Jamienne Studley, U.S. deputy under secretary of education, will testify today before the Senate Committee on Indian Affairs as part of an oversight hearing entitled, “Indian Education Series: Examining Higher Education for American Indian Students.”
Studley will discuss the U.S. Education Department’s efforts to expand educational opportunities and improve educational outcomes for Native American students through college access, affordability and completion. The administration remains committed to working with tribes and supporting tribal colleges and universities to ensure that all American Indian and Alaskan Native students have high-quality educational experiences that prepare them for careers and productive lives.
The administration views college completion as an economic necessity and a moral imperative.

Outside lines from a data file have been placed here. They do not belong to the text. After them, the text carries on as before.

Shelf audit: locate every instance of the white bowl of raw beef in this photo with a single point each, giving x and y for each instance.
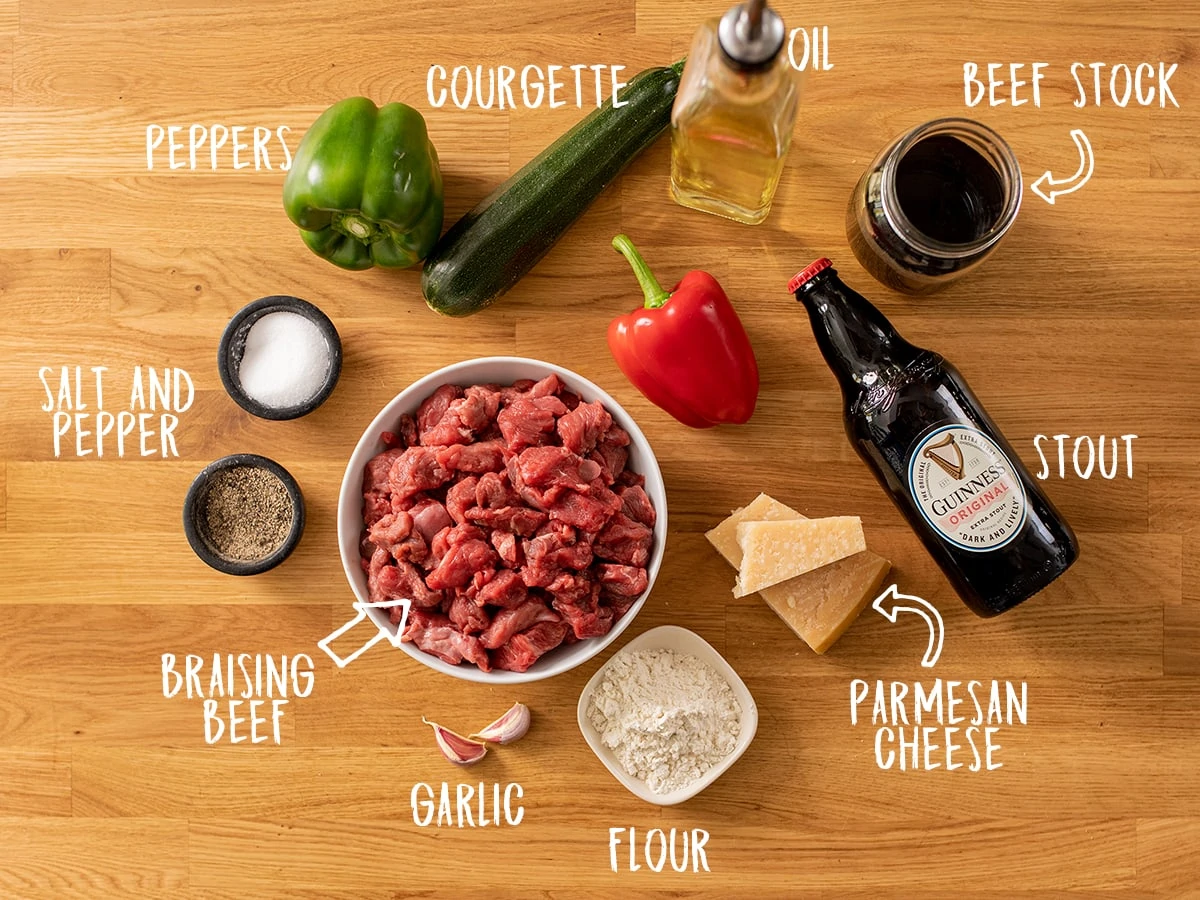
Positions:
(503, 534)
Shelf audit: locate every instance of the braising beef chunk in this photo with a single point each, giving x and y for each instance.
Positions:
(625, 541)
(582, 427)
(527, 647)
(508, 516)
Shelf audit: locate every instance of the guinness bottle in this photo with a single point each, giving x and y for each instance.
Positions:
(918, 425)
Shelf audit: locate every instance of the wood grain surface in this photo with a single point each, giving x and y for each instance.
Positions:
(1083, 323)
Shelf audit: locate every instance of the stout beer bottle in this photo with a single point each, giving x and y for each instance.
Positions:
(913, 419)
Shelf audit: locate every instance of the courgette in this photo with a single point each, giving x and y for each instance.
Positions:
(491, 247)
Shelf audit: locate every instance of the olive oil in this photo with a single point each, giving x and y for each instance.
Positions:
(732, 119)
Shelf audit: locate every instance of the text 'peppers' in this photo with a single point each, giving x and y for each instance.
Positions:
(687, 349)
(365, 187)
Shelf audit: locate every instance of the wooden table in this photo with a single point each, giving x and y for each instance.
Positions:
(1083, 323)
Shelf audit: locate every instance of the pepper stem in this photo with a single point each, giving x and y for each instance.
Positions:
(655, 295)
(354, 226)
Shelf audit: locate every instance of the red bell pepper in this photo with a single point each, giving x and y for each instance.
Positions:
(687, 349)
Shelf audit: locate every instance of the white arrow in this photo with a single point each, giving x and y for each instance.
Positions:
(381, 634)
(892, 598)
(1056, 189)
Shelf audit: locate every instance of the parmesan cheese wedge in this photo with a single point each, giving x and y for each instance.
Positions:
(777, 551)
(761, 509)
(821, 605)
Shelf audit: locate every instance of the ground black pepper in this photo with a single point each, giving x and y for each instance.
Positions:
(247, 513)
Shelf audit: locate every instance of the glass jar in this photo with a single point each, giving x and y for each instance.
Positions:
(934, 204)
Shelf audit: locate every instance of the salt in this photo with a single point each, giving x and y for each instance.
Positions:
(286, 361)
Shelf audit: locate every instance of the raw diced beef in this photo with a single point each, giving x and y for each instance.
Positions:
(583, 426)
(625, 541)
(508, 622)
(573, 588)
(430, 517)
(555, 467)
(375, 475)
(394, 532)
(579, 603)
(433, 408)
(508, 547)
(375, 507)
(517, 389)
(619, 605)
(517, 520)
(406, 431)
(505, 589)
(587, 511)
(508, 516)
(485, 456)
(526, 421)
(465, 418)
(629, 478)
(622, 580)
(493, 491)
(636, 504)
(436, 634)
(460, 498)
(417, 469)
(467, 615)
(460, 563)
(402, 581)
(390, 529)
(549, 555)
(612, 460)
(546, 387)
(526, 647)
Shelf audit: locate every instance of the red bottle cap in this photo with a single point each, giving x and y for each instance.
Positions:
(808, 273)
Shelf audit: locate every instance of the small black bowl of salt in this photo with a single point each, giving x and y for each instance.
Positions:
(244, 514)
(280, 358)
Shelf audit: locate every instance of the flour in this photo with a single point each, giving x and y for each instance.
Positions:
(667, 717)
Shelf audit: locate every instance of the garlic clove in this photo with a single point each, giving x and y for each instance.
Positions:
(457, 749)
(509, 727)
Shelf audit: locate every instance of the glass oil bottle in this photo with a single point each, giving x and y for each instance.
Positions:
(732, 119)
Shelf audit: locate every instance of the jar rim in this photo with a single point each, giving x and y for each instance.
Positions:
(993, 148)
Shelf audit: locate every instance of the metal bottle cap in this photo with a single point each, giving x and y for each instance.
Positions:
(744, 43)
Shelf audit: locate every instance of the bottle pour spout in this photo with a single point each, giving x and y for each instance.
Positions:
(751, 34)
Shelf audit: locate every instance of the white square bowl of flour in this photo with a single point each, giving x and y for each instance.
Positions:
(667, 715)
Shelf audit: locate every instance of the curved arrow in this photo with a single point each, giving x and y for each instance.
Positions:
(889, 607)
(1068, 185)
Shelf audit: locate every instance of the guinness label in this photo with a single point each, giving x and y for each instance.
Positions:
(966, 489)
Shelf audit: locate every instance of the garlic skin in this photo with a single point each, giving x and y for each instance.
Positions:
(457, 749)
(509, 727)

According to the National Center for Education Statistics, while the average public high school graduation rate for all students has increased six points, from approximately 75 percent in 2007-08 to 81 percent in 2011-12, the high school graduation rate for American Indian/Alaskan Native students over the same period rose by only four points, from 64 to 68 percent.
To find out more about the Department’s efforts to make college more accessible, affordable and high-quality, click here.
In addition, President Barack Obama’s Opportunity for All: My Brother’s Keeper Blueprint for Action report was released recently, outlining a set of initial recommendations and a blueprint for action by government, business, non-profit, philanthropic, faith and community partners to expand opportunities for boys and young men of color—including American Indians and Alaskan Natives—to help them stay on track and reach their potential.